At police college he had read scientific reports showing that in catastrophes the human brain tries to process enormous quantities of data in seconds. For some officers this can lead to a paralysis, for others to a feeling that time is going slower, that life passes before them, and they manage to make an astonishing number of observations about and evaluations of the situation. Such as that at a speed of roughly forty miles an hour they had covered two-thirds of a mile and there was only one mile and some ninety seconds left to the chasm that Medusa had just crossed.
That it was impossible to see how wide it was.
That Medusa was a trained, fully grown dressage horse with an experienced dressage rider while Balder was younger and smaller and had a nearly two-hundred-pound novice on his back.
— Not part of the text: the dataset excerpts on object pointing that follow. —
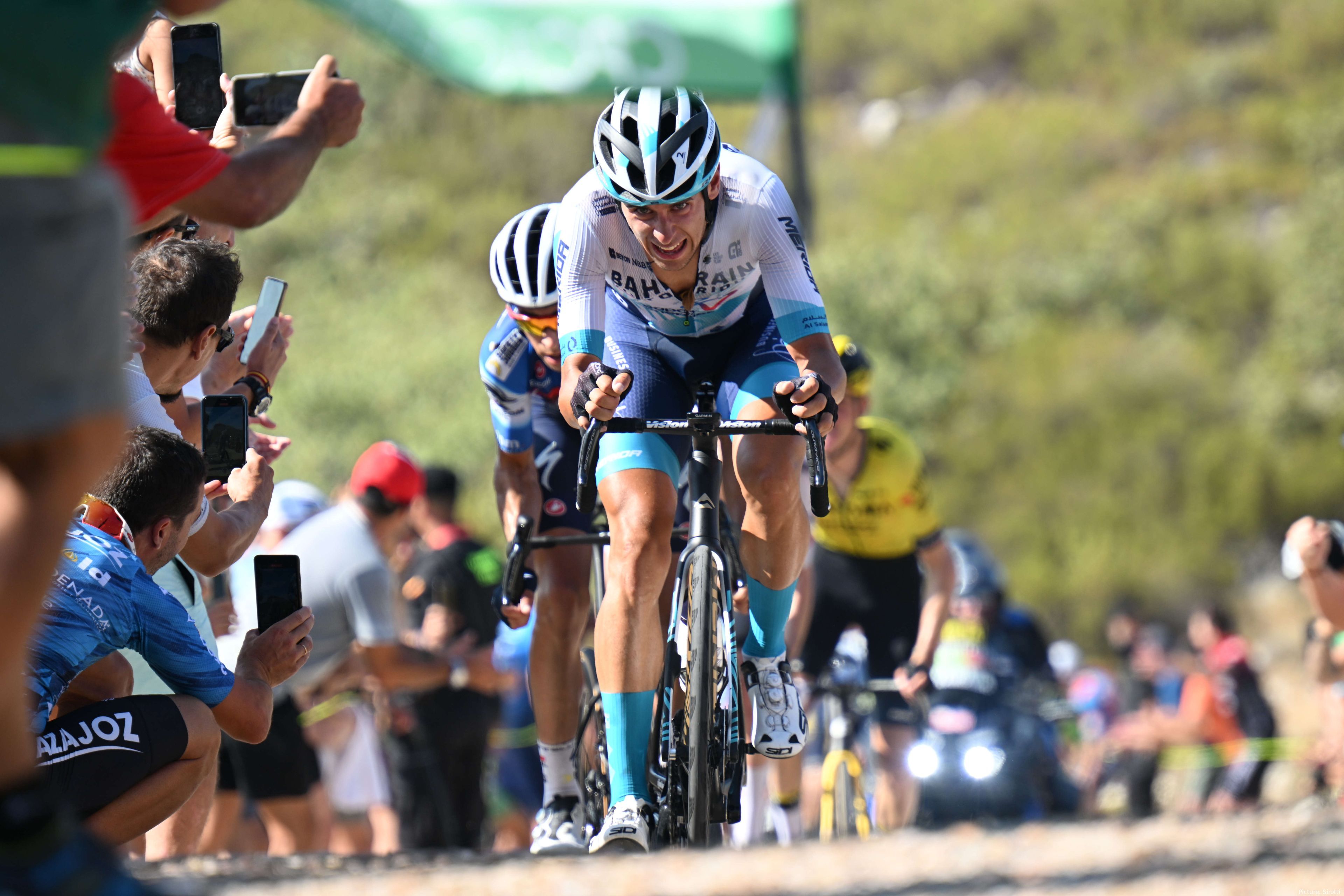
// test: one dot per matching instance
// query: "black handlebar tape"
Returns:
(585, 489)
(819, 488)
(514, 567)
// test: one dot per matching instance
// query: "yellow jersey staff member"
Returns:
(872, 558)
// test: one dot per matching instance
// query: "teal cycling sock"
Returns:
(769, 610)
(628, 721)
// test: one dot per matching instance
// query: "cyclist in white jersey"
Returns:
(679, 260)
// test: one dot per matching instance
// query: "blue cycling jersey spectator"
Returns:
(128, 762)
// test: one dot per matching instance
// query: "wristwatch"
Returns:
(912, 668)
(260, 389)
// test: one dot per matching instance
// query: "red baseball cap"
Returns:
(390, 471)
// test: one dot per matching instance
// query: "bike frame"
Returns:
(701, 749)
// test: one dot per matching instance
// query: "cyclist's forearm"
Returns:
(517, 489)
(932, 617)
(1326, 590)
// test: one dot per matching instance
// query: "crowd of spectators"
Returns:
(1193, 705)
(126, 573)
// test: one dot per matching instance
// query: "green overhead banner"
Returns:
(558, 48)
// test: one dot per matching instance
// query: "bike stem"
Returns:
(706, 469)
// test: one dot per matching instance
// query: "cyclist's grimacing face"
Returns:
(846, 432)
(671, 233)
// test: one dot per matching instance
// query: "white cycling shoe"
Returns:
(560, 828)
(779, 724)
(625, 828)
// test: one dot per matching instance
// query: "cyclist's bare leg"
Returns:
(775, 524)
(162, 793)
(222, 822)
(898, 792)
(41, 483)
(640, 506)
(562, 609)
(179, 833)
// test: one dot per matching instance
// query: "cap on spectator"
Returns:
(389, 469)
(292, 503)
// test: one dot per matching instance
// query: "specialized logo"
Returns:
(796, 236)
(620, 456)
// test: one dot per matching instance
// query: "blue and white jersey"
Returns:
(103, 600)
(755, 240)
(514, 373)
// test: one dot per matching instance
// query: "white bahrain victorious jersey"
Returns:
(755, 240)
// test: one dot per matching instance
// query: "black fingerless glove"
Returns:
(588, 382)
(785, 402)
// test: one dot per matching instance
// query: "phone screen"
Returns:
(197, 65)
(272, 296)
(279, 589)
(267, 100)
(224, 434)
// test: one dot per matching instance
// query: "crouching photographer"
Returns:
(126, 763)
(1314, 555)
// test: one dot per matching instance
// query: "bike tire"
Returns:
(590, 749)
(845, 820)
(701, 699)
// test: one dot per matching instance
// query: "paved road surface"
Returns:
(1285, 852)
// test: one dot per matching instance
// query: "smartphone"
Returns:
(272, 298)
(279, 590)
(224, 434)
(197, 65)
(268, 99)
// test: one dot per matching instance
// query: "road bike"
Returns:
(697, 770)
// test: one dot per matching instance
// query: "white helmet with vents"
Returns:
(662, 147)
(522, 258)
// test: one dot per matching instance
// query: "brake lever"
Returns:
(819, 488)
(585, 489)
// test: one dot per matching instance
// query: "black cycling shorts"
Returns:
(100, 751)
(283, 765)
(881, 597)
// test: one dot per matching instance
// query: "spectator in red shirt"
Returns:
(170, 168)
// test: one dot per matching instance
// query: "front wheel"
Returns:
(705, 594)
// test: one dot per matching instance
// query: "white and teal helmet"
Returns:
(522, 265)
(659, 148)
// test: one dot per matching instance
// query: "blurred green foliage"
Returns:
(1100, 264)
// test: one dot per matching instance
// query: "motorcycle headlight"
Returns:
(923, 761)
(983, 762)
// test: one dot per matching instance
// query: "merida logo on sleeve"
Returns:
(796, 237)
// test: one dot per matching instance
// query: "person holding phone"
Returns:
(126, 765)
(167, 168)
(536, 469)
(181, 284)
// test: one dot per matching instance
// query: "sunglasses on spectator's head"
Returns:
(182, 227)
(536, 324)
(226, 339)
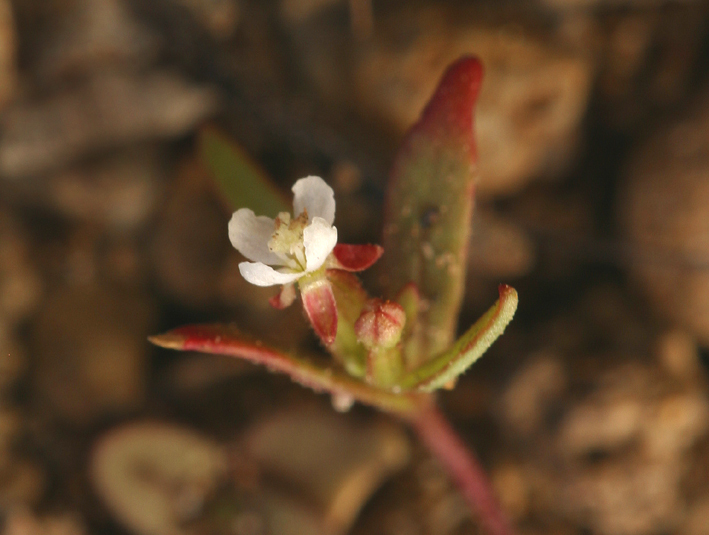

That Balder was a herd animal, and of course Isabelle Skøyen knew that.
That it was too late to stop.
Harry relaxed his hands on the reins and dug his heels into Balder’s sides. Felt a last surge of pace. Then all went still. The drumming stopped. They were floating. Far beneath them he saw a treetop and a stream. Then he was thrust forward and banged his head against the horse’s neck. They fell.